The osprey colony has never regained its former sovereignty of Gardiner’s Island. Perhaps, Peter suggests, it’s because their place has been usurped by burgeoning colonies of aggressive black-winged gulls and voracious cormorants who compete with them for fewer and fewer fish.  

Mike Scheibel, the manager of natural resources at the Mashomack Preserve on Shelter Island, who used to accompany Puleston on bird counts on Gardiner’s, points out that the ospreys are no longer restricted to remote, protected areas of Long Island.  “There used to be very few osprey nests in western Suffolk, but now with the use of nesting platforms their range has expanded all the way back to Jamaica Bay.” 

Scheibel credits Puleston’s boundless energy for his success in helping to bring back the osprey: “Dennis had a contagious enthusiasm. Even in his 80s, it was impossible to keep up with him.”

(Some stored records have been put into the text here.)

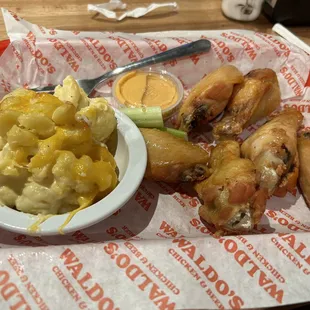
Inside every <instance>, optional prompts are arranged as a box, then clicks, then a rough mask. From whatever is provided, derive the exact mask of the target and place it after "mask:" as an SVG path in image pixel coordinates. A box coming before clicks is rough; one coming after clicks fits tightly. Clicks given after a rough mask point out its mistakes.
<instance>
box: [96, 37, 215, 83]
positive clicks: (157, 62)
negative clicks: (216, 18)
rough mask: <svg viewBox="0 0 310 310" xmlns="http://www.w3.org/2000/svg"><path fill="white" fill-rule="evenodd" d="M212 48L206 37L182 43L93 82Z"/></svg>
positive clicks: (201, 51)
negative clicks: (199, 39) (180, 44)
mask: <svg viewBox="0 0 310 310" xmlns="http://www.w3.org/2000/svg"><path fill="white" fill-rule="evenodd" d="M210 48H211V43H210V41H209V40H206V39H201V40H197V41H194V42H191V43H187V44H184V45H181V46H179V47H176V48H172V49H170V50H168V51H165V52H163V53H159V54H156V55H154V56H150V57H147V58H143V59H141V60H139V61H136V62H133V63H129V64H127V65H125V66H123V67H118V68H116V69H114V70H112V71H110V72H107V73H105V74H103V75H102V76H99V77H97V78H95V79H93V80H92V82H93V83H94V84H96V86H97V85H98V84H100V83H102V82H104V81H106V80H107V79H110V78H112V77H114V76H116V75H119V74H122V73H125V72H128V71H132V70H137V69H141V68H145V67H147V66H150V65H154V64H158V63H162V62H166V61H169V60H174V59H177V58H181V57H185V56H190V55H193V54H197V53H202V52H208V51H209V50H210Z"/></svg>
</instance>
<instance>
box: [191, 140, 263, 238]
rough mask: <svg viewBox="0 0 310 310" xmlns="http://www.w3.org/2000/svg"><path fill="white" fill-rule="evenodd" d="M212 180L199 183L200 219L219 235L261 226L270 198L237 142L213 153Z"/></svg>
mask: <svg viewBox="0 0 310 310" xmlns="http://www.w3.org/2000/svg"><path fill="white" fill-rule="evenodd" d="M210 165H211V172H212V174H211V176H210V177H209V178H208V179H206V180H204V181H202V182H199V183H196V185H195V190H196V191H197V193H198V196H199V198H200V199H201V200H202V202H203V205H202V206H201V207H200V208H199V215H200V216H201V217H202V218H203V219H204V220H206V221H207V222H208V223H211V224H213V225H214V226H215V227H216V229H217V232H218V233H219V234H222V233H224V232H232V233H239V232H246V231H250V230H251V229H252V228H253V226H254V225H255V224H257V223H259V221H260V219H261V217H262V215H263V213H264V211H265V206H266V199H267V194H266V192H265V191H264V190H260V189H259V186H258V179H257V175H256V170H255V166H254V164H253V163H252V162H251V161H250V160H249V159H244V158H240V146H239V144H238V143H237V142H236V141H223V142H220V143H219V144H218V145H217V146H216V147H215V148H214V149H213V150H212V152H211V157H210Z"/></svg>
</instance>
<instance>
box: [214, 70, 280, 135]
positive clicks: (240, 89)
mask: <svg viewBox="0 0 310 310" xmlns="http://www.w3.org/2000/svg"><path fill="white" fill-rule="evenodd" d="M280 101H281V96H280V89H279V83H278V79H277V75H276V74H275V72H274V71H273V70H271V69H257V70H253V71H250V72H249V73H248V74H247V75H246V76H245V79H244V82H243V83H242V84H238V85H236V86H235V87H234V91H233V95H232V97H231V99H230V101H229V103H228V105H227V108H226V111H225V115H224V117H223V119H222V120H221V121H220V122H218V123H217V124H216V125H215V126H214V129H213V135H214V137H215V138H216V139H220V138H232V137H234V136H236V135H239V134H241V133H242V131H243V129H244V128H246V127H248V126H249V125H251V124H254V123H256V122H257V121H258V120H260V119H261V118H263V117H266V116H268V115H269V114H270V113H271V112H273V111H274V110H276V109H277V108H278V107H279V106H280Z"/></svg>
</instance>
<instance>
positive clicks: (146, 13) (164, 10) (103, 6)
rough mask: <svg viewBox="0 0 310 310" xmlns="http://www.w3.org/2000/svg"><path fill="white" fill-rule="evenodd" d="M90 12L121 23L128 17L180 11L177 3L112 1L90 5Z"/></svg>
mask: <svg viewBox="0 0 310 310" xmlns="http://www.w3.org/2000/svg"><path fill="white" fill-rule="evenodd" d="M87 9H88V11H90V12H96V13H100V14H102V15H103V16H104V17H105V18H108V19H112V20H116V21H120V20H123V19H124V18H126V17H132V18H139V17H142V16H145V15H148V16H150V15H153V16H154V15H157V16H158V15H161V14H167V13H170V12H175V11H177V10H178V5H177V3H176V2H169V3H151V4H150V3H149V2H147V3H144V4H143V3H139V5H137V3H130V2H129V3H124V2H122V1H120V0H110V2H108V3H103V4H88V6H87Z"/></svg>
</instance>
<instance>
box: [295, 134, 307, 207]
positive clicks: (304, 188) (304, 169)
mask: <svg viewBox="0 0 310 310" xmlns="http://www.w3.org/2000/svg"><path fill="white" fill-rule="evenodd" d="M298 154H299V162H300V167H299V179H298V181H299V185H300V188H301V191H302V194H303V196H304V198H305V201H306V203H307V205H308V207H309V208H310V165H309V159H310V132H309V131H308V132H304V133H302V135H301V137H299V138H298Z"/></svg>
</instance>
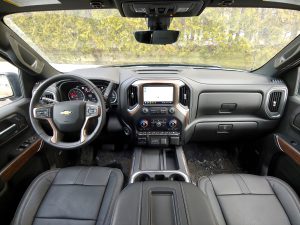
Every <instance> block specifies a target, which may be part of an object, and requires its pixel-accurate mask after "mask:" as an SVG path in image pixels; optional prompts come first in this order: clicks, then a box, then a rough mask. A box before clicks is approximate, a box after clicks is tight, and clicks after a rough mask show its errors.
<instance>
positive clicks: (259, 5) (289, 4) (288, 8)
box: [0, 0, 300, 17]
mask: <svg viewBox="0 0 300 225" xmlns="http://www.w3.org/2000/svg"><path fill="white" fill-rule="evenodd" d="M7 1H9V0H7ZM40 1H41V2H43V0H40ZM59 1H60V2H61V4H57V5H41V6H27V7H17V6H14V5H13V4H10V3H7V2H4V1H3V0H0V16H1V17H3V16H5V15H7V14H11V13H17V12H30V11H51V10H75V9H93V7H92V6H91V5H90V2H91V1H90V0H59ZM92 1H93V0H92ZM94 1H95V0H94ZM134 1H136V2H145V1H146V2H151V0H150V1H147V0H144V1H143V0H101V3H102V4H103V7H102V8H118V9H119V10H120V9H121V5H122V3H123V2H134ZM152 1H153V2H157V1H154V0H152ZM181 1H182V0H181ZM232 1H233V0H232ZM270 1H271V0H270ZM270 1H266V0H234V3H233V4H232V5H230V6H231V7H269V8H283V9H294V10H300V5H293V4H286V3H278V2H270ZM99 2H100V1H99ZM205 2H206V5H207V6H210V7H220V4H221V3H222V2H230V0H212V1H209V0H205ZM121 15H123V13H122V12H121Z"/></svg>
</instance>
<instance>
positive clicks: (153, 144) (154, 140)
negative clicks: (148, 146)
mask: <svg viewBox="0 0 300 225" xmlns="http://www.w3.org/2000/svg"><path fill="white" fill-rule="evenodd" d="M150 144H151V145H160V139H159V138H158V137H151V138H150Z"/></svg>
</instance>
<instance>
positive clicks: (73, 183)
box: [73, 167, 85, 184]
mask: <svg viewBox="0 0 300 225" xmlns="http://www.w3.org/2000/svg"><path fill="white" fill-rule="evenodd" d="M83 168H85V167H80V169H79V172H78V174H77V176H76V178H75V180H74V181H73V184H77V179H78V177H79V175H80V173H81V171H82V170H83Z"/></svg>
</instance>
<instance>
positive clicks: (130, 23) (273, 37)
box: [4, 8, 300, 71]
mask: <svg viewBox="0 0 300 225" xmlns="http://www.w3.org/2000/svg"><path fill="white" fill-rule="evenodd" d="M4 21H5V23H6V24H7V25H8V26H9V27H10V28H11V29H12V30H14V31H15V32H16V33H17V34H18V35H19V36H20V37H21V38H22V39H24V40H25V42H27V43H28V44H29V45H30V46H31V47H32V48H33V49H34V50H36V51H37V52H38V53H39V54H41V55H42V56H43V57H44V58H45V59H46V60H48V61H49V63H50V64H51V65H52V66H54V67H55V68H57V69H58V70H60V71H68V70H72V69H74V68H76V67H82V66H86V67H91V66H102V65H128V64H135V65H136V64H137V65H139V64H192V65H211V66H221V67H225V68H235V69H242V70H253V69H256V68H258V67H260V66H262V65H263V64H265V63H266V62H267V61H268V60H270V59H271V58H272V57H273V56H274V55H275V54H276V53H277V52H279V51H280V50H281V49H282V48H283V47H284V46H286V45H287V44H288V43H289V42H290V41H291V40H293V39H294V38H295V37H296V36H297V35H298V34H299V33H300V13H299V12H298V11H292V10H283V9H262V8H206V9H205V10H204V12H203V13H202V14H201V15H200V16H198V17H190V18H174V19H173V21H172V23H171V26H170V29H173V30H179V31H180V36H179V39H178V41H177V42H176V43H174V44H171V45H147V44H141V43H138V42H137V41H136V40H135V38H134V35H133V34H134V32H135V31H138V30H146V27H147V26H146V24H147V23H146V20H145V19H142V18H124V17H121V16H120V14H119V12H118V11H117V10H111V9H110V10H108V9H106V10H104V9H103V10H102V9H101V10H71V11H51V12H30V13H19V14H12V15H8V16H6V17H5V18H4Z"/></svg>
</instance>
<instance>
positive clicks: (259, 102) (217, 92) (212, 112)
mask: <svg viewBox="0 0 300 225" xmlns="http://www.w3.org/2000/svg"><path fill="white" fill-rule="evenodd" d="M261 104H262V94H260V93H245V92H213V93H201V94H200V95H199V101H198V112H197V116H201V115H219V114H234V115H242V114H243V115H245V114H247V115H251V114H253V113H255V112H257V111H258V110H259V109H260V106H261Z"/></svg>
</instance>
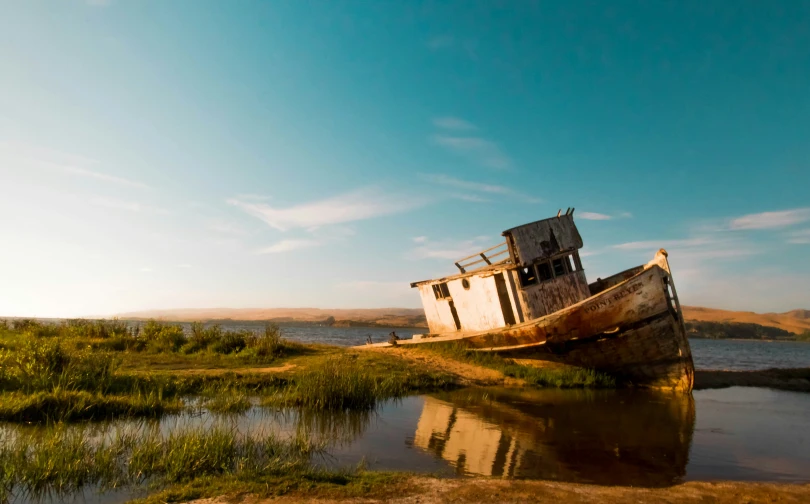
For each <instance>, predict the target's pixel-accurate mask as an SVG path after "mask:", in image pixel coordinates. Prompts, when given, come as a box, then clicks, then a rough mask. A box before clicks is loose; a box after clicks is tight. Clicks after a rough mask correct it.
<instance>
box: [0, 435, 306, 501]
mask: <svg viewBox="0 0 810 504" xmlns="http://www.w3.org/2000/svg"><path fill="white" fill-rule="evenodd" d="M319 450H320V447H318V446H316V445H314V444H313V443H310V442H309V440H307V439H303V438H294V439H291V440H283V439H279V438H277V437H275V436H274V435H257V436H251V435H245V434H240V433H239V432H237V431H236V430H234V429H230V428H226V427H222V426H217V425H215V426H213V427H205V426H203V427H196V428H188V429H179V430H173V431H172V432H170V433H169V434H163V433H162V432H161V431H160V429H158V428H152V429H143V430H140V431H132V430H130V431H124V430H118V431H116V432H113V433H112V434H111V435H109V436H104V437H103V438H101V439H97V438H94V436H93V434H92V433H91V432H86V431H85V430H84V429H67V428H64V427H60V426H57V427H55V428H50V429H47V430H45V431H44V432H40V433H37V434H33V433H25V432H22V431H20V432H16V433H14V435H12V434H10V433H8V431H0V501H6V500H9V499H10V498H11V497H16V496H25V497H32V498H34V499H35V498H37V497H40V496H43V495H46V494H50V495H56V496H67V495H69V494H70V493H72V492H76V491H78V490H81V489H82V488H85V487H89V486H98V487H101V488H113V487H121V486H140V485H143V484H150V485H152V486H153V487H154V486H158V487H159V486H165V485H170V484H174V483H185V482H191V481H194V480H196V479H198V478H209V477H216V476H230V477H238V478H240V479H243V480H251V479H255V478H261V477H269V476H273V475H276V476H280V475H290V474H298V475H299V476H300V475H302V474H306V473H307V472H311V471H312V469H311V465H310V459H311V456H312V454H313V453H316V452H318V451H319Z"/></svg>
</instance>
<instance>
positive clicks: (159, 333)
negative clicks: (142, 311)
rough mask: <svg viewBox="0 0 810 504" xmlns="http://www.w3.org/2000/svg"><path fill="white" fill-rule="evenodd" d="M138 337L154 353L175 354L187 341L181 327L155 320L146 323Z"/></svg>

Today’s conservationists may well have to borrow some of Puleston’s energy and optimism in facing the challenges ahead. Just the other morning, a helicopter spraying the mosquito insecticide methoprene swooped low over Accabonac Harbor yards away from an osprey nest, spurring the male to take flight. Methoprene breaks down easily and apparently doesn’t cause any harm to humans and birds. But at least one study indicates that it may have an insidious effect on the reproductive rates of lobsters and crabs. It was recently banned in Connecticut, and other states now restrict its use. 

Sound familiar?    

 

 

 

Gardiner's island fledglings, as seen by Puleston’s camera, 1960s. At top: Dell Cullum caught an osprey and its prey returning home on a summer day.
Glyn Vincent

Each spring, Glyn Vincent awaits the return of the osprey to Accabonic Harbor, where he keeps a small boat to fish and wander Gardiner’s Bay. An author and journalist, he has written for The New York Times Book Review, The Huffington Post, The New York Observer, The Paris Review, and Columbia Magazine, where he was a contributing editor.